PloS one

Occurrence and Characterization of Cronobacter spp. in Dehydrated Rice Powder from Chinese Supermarket.

PMID 26132635


Cronobacter spp. are emerging food-borne pathogens and have been identified as causative agents of meningitis and necrotizing enterocolitis in infants. Dehydrated rice is popular with a wide range of people and it is frequently used as a substitute for infant milk powder to baby older than four months. The occurrence of Cronobacter spp. was investigated in 1,012 samples of dehydrated rice powder collected from 14 manufacturers in China during 2010 to 2012. The isolates were identified using fusA allele sequencing and subtyped using pulsed-field gel electrophoresis.

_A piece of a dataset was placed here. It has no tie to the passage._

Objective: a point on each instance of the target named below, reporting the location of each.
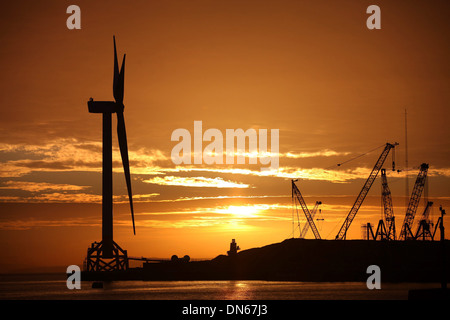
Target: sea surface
(53, 287)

Seventy-six samples (7.5%) contained Cronobacter spp. The prevalence among manufacturers ranged from 0-28.8%. The 76 isolates included 4 species [Cronobacter sakazakii (52 isolates) Cronobacter malonaticus (14 isolates), Cronobacter dublinensis (7 isolates), and Cronobacter muytjensii (3 isolates)]. Twenty-three unique fusA alleles and sixty-six PFGE-patterns were detected. All isolated strains were observed to be sensitive or to show intermediate susceptibility to eight tested antimicrobial agents. The study revealed serious contamination of dehydrated rice powder by Cronobacter spp., with prevalence varying among manufacturers in China. Identified Cronobacter species, fusA alleles, and subtypes were diverse.